As You Like It review at Open Air Theatre, London – ‘an easy, pleasing watch’
The opening scenes of Max Webster’s bubbly production of Shakespeare’s comedy suggest we might be in for an environmentalist take on the play.
Naomi Dawson, who recently created a pool surrounded by plastic detritus for the Royal Exchange’s production of Happy Days, has also designed a pool surrounded by plastic detritus for this production. The cast members casually discard their disposable coffee cups into the pool, adding to the pile-up of waste, as rain cascades from above. But this eco-theme evaporates once the characters leave Court for the Forest of Arden and the metallic curtain falls away to reveal ramshackle forest dwellings and a sea of trees.
From this point on the production quickly settles into its role as a (mostly) jolly forest romp. Characters swap their sleek urban outfits for battered jackets, matted dreadlocks and (for reasons unclear) baseball caps worn backwards.
Olivia Vinall is an amiable Rosalind, disguising herself as Ganymede by putting on a vest and baggy jeans and adopting an almost callously laddish manner as she pursues Edward Hogg’s Orlando. Danny Kirrane easily steals every scene he’s in with his wonderfully comic performance as Touchstone – his scenes with Amy Booth-Steel’s Audrey are a delight – and Maureen Beattie is a movingly contemplative Jaques, her voice full of experience and emotion.
Vinall handles the frantic tangle of lovers and subplots well and has a decent rapport with Hogg. Her outfit almost mirrors his, which adds an interesting layer to their encounters.
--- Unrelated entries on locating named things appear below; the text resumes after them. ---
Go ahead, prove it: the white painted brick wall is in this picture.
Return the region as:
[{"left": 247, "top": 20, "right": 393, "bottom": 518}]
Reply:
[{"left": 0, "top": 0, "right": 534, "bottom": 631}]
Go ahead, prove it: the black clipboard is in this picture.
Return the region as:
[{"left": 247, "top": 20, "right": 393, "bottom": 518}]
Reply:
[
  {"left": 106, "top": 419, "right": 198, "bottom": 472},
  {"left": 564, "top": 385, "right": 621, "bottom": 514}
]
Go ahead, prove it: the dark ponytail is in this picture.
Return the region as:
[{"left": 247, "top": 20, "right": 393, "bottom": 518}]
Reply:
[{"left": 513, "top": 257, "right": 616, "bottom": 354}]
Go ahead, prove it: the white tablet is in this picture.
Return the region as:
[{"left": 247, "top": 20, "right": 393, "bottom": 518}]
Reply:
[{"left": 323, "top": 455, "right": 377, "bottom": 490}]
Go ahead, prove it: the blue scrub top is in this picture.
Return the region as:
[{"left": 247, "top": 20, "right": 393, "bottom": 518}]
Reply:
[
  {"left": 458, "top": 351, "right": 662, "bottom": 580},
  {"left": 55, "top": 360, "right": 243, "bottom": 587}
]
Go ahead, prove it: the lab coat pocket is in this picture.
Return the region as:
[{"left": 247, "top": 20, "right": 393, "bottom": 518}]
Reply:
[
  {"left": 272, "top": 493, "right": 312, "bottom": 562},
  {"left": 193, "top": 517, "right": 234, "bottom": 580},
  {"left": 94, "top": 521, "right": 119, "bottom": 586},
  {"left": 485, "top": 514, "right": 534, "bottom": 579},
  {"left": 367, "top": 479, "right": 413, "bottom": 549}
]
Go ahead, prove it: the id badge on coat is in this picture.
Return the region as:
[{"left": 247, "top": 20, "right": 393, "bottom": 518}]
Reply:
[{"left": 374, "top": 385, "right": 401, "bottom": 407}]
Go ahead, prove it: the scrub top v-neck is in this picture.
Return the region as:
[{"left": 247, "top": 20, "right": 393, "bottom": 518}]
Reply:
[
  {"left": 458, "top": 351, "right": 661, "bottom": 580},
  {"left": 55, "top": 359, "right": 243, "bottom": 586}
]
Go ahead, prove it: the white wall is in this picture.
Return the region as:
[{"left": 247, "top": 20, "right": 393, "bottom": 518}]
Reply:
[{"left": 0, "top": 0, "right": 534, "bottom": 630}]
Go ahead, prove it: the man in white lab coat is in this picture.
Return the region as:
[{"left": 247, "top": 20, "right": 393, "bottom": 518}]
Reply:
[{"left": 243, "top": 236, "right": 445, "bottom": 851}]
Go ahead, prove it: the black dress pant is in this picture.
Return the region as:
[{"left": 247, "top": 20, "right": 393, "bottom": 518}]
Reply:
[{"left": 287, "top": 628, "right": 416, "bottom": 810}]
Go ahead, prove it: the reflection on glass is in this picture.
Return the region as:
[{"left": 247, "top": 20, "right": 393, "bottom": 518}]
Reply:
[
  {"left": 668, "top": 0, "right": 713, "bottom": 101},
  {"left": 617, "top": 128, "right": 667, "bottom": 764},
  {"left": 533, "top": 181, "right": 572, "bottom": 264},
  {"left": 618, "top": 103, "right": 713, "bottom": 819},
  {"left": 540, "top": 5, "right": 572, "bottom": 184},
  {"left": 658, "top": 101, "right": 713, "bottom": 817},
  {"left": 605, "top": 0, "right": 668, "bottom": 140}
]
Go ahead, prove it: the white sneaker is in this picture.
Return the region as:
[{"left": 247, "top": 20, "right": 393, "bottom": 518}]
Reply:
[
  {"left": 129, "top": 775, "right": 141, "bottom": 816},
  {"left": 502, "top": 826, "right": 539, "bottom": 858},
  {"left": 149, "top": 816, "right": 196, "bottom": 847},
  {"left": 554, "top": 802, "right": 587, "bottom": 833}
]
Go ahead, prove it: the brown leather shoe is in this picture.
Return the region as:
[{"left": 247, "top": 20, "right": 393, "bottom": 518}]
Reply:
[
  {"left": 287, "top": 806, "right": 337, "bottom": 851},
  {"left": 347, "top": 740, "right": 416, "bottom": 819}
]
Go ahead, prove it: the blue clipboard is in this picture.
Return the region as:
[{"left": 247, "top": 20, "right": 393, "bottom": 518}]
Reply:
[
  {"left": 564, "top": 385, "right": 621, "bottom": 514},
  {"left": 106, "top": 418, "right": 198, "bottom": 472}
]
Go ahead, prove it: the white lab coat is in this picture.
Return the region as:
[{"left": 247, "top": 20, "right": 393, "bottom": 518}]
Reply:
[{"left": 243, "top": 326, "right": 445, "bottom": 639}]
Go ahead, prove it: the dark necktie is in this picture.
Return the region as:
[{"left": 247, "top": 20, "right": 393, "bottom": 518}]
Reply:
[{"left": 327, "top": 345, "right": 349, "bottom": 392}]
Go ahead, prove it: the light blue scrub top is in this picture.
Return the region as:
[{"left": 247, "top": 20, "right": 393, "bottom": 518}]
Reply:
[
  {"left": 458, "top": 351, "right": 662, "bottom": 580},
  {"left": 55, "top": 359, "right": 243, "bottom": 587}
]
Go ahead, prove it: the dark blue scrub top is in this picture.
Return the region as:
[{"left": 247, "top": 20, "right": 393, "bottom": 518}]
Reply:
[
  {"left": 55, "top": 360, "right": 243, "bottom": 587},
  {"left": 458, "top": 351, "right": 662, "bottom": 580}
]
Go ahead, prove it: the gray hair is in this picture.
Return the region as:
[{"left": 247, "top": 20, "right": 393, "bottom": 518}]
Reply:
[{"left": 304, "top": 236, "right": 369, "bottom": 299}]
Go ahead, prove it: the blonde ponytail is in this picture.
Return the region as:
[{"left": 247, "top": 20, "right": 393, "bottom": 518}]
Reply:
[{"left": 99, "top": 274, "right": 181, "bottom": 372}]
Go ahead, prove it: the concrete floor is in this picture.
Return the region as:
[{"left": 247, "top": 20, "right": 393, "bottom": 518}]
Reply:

But some of the intriguing ideas set up in the opening scenes are never developed or returned to, and there’s little digging beneath the surface of the play.
Make no mistake, Webster’s production is solidly entertaining. There are some strong comic performances, a rambunctious wrestling scene, some agreeable musical interludes care of former Noah and the Whale frontman Charlie Fink, beautifully sung by Me’sha Bryan, and Webster evidently revels in the verdant open-air setting.
The whole thing is exuberant and clear – an easy, pleasing watch – but it’s also relatively safe in its casting and directorial choices. On one hand it contains a higher number of laughs than this year’s gender-reversed version at Shakespeare’s Globe but it also lacks that production’s textual delicacy.
There are some weirdly jarring choices – Beruce Khan’s Oliver is violently blinded – as well as some lazy ones. Surely it’s time that the theatre equivalent of a swear-box was introduced for productions of Shakespeare that deploy Beyonce’s Single Ladies for the sake of an easy joke.
There are bold moments but what’s lacking is a sense of cohesion and connection between the two worlds of the play. The magic of the setting still casts its spell though.